The illustration facing page 188 is another example of an arch cut through the rocky barrier of the shore. But in this case the trend of the less hard rock was at such an angle to the shore that the sea broke into the channel once more, and then the combined waves from the two entrances forced the passage one hundred and forty paces inland. It terminates in another natural bridge and deep excavation beyond, which are not shown in the picture.
[Illustration: Arch Remains Side Wall Broken, Santa Clara, Cal.]

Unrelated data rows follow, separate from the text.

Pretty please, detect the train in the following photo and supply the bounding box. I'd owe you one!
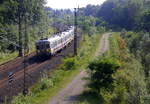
[35,26,74,56]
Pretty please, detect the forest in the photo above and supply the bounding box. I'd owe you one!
[0,0,150,104]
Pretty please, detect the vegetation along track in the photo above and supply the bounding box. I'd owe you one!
[0,36,79,104]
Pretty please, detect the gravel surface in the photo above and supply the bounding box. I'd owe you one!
[48,33,110,104]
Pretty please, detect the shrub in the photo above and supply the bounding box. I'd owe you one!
[88,58,120,93]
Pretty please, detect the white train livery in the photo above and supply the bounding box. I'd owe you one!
[35,26,74,55]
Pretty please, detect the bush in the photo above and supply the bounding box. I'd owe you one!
[88,58,120,93]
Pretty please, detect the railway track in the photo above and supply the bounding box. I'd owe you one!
[0,39,79,104]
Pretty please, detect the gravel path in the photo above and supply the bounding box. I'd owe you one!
[48,33,110,104]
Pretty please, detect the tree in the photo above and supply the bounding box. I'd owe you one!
[88,58,120,94]
[141,9,150,32]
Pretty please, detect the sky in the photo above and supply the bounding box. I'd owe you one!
[46,0,106,9]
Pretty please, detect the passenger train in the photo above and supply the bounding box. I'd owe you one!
[35,26,74,56]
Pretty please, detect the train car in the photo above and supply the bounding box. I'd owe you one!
[35,26,74,56]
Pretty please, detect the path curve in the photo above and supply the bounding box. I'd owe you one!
[48,33,110,104]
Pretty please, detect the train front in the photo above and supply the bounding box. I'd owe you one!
[35,39,51,56]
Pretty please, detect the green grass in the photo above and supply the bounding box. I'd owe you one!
[77,33,146,104]
[13,35,101,104]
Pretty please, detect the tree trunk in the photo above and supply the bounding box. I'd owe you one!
[18,10,23,57]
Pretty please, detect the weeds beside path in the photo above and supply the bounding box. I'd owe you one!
[48,33,110,104]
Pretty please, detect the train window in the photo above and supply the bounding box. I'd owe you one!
[46,44,50,48]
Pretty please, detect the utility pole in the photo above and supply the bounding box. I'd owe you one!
[74,8,78,56]
[18,0,23,57]
[23,13,29,95]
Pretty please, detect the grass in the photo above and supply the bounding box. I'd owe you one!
[77,33,146,104]
[13,35,101,104]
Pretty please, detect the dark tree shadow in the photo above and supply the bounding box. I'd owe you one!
[77,91,104,104]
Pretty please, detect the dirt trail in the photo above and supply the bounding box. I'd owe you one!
[48,33,110,104]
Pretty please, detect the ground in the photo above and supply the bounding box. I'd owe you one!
[48,33,110,104]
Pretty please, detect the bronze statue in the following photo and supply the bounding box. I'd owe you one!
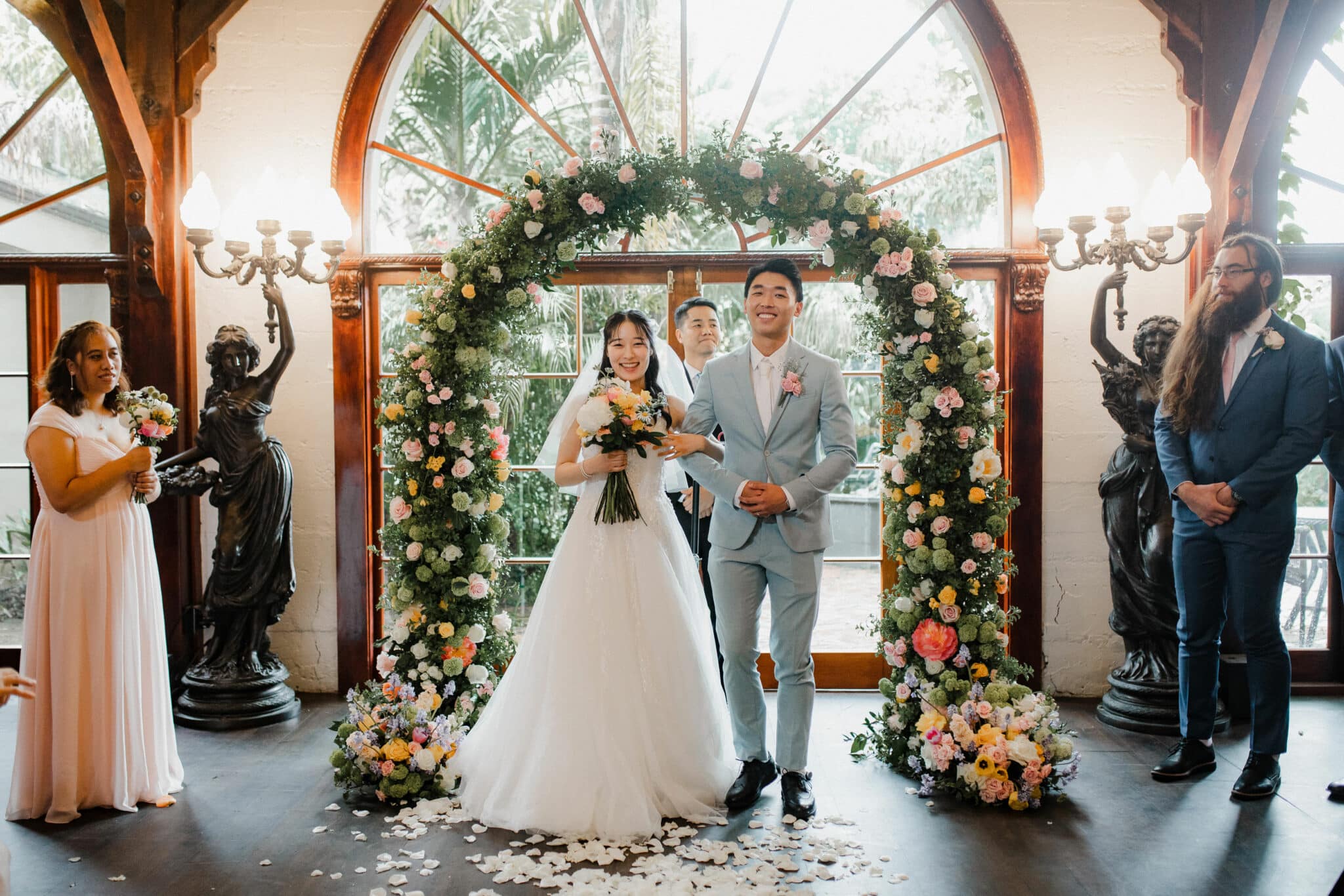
[158,286,299,729]
[1091,272,1226,733]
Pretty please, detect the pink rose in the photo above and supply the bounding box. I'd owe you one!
[808,220,831,249]
[579,193,606,215]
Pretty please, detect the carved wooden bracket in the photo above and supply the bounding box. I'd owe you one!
[1012,262,1049,312]
[331,268,364,317]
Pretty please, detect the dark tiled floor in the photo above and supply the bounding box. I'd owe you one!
[0,693,1344,896]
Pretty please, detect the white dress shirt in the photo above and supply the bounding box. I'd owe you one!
[732,340,799,510]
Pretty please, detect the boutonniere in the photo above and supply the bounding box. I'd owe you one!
[777,361,807,407]
[1251,327,1284,357]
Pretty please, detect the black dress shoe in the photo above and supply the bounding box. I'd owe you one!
[723,759,780,809]
[1153,737,1217,781]
[780,771,817,818]
[1232,752,1280,800]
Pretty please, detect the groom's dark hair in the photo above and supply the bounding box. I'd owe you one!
[742,258,803,302]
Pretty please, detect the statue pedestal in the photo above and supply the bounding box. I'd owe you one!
[172,660,301,731]
[1097,672,1231,737]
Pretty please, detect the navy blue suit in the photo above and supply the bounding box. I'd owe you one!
[1153,314,1326,754]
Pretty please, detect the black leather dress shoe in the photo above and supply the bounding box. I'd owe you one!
[780,771,817,818]
[1232,752,1280,800]
[1153,737,1217,781]
[723,759,780,809]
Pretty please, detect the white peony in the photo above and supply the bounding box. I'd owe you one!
[578,396,612,434]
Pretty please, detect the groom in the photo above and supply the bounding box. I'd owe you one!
[681,258,858,818]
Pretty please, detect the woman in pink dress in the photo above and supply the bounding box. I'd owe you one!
[5,321,183,823]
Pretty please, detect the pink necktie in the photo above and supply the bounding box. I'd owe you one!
[1223,336,1236,401]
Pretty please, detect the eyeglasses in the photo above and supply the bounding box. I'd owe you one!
[1204,264,1263,283]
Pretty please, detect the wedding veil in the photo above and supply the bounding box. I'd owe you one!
[534,336,695,495]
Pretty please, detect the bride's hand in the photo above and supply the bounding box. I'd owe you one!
[659,432,704,460]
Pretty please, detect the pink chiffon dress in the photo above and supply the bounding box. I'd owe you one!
[5,403,183,823]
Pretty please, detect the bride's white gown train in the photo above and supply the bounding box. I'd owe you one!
[453,449,738,840]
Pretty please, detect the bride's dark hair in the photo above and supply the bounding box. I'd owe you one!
[597,308,672,423]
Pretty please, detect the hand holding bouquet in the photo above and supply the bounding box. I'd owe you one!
[117,386,177,504]
[578,376,667,523]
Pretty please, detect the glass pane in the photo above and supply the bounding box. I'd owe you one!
[60,283,112,329]
[0,283,26,373]
[1278,558,1331,650]
[0,560,28,647]
[583,283,668,365]
[757,561,881,653]
[503,470,578,558]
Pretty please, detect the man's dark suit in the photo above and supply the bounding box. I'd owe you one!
[668,361,723,681]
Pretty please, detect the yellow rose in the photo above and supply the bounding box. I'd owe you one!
[383,737,411,762]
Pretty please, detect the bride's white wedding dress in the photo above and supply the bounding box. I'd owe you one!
[452,449,738,840]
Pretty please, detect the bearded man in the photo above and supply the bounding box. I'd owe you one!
[1152,232,1328,800]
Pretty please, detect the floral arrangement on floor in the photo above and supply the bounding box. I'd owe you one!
[332,124,1067,800]
[852,208,1078,809]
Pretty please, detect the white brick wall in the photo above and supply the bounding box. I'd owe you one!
[194,0,1185,695]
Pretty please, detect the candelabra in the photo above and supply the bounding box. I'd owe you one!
[1034,155,1211,329]
[180,167,349,342]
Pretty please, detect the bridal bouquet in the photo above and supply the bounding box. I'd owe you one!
[578,372,667,523]
[331,673,463,806]
[117,386,177,504]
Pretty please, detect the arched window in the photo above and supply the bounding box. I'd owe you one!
[333,0,1043,687]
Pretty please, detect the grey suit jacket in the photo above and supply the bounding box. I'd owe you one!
[681,338,859,552]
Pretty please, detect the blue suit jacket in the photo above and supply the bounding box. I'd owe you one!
[1153,314,1325,536]
[1321,336,1344,535]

What becomes of this comminuted rock, cleft by wedges of water, scoured over by hundreds of tons of sharp sand? It is carried out by gentle undercurrents into the bay and ocean, and laid down where winds never blow nor waves ever beat, as gently as dust falls through the summer air. It incloses fossils of the plant and animal life of to-day. There rest in nature’s own sepulcher the skeletons of sharks and whales of to-day and possibly of man. Sometime, if the depths become heights, as they have in a thousand places in the past, a fit intelligence may read therein much of the present history of the world. We say to that coming age, as a past age has said to us, “Speak to the earth and it shall teach thee, and the fishes of the sea shall declare unto thee.”
THE POWER OF VEGETABLE LIFE
I have a great variety of little masses of matter—some small as a pin’s blunt point, and none of them bigger than a pin’s head. They are smooth, glossy, hard, exceedingly beautiful under the microscope, and clearly distinguishable one from another. They have such intense individuality, are so self-assertive, that by no process can those of one kind be made to look or act like those of another. These little masses of matter are centers of incredible power. They are seeds.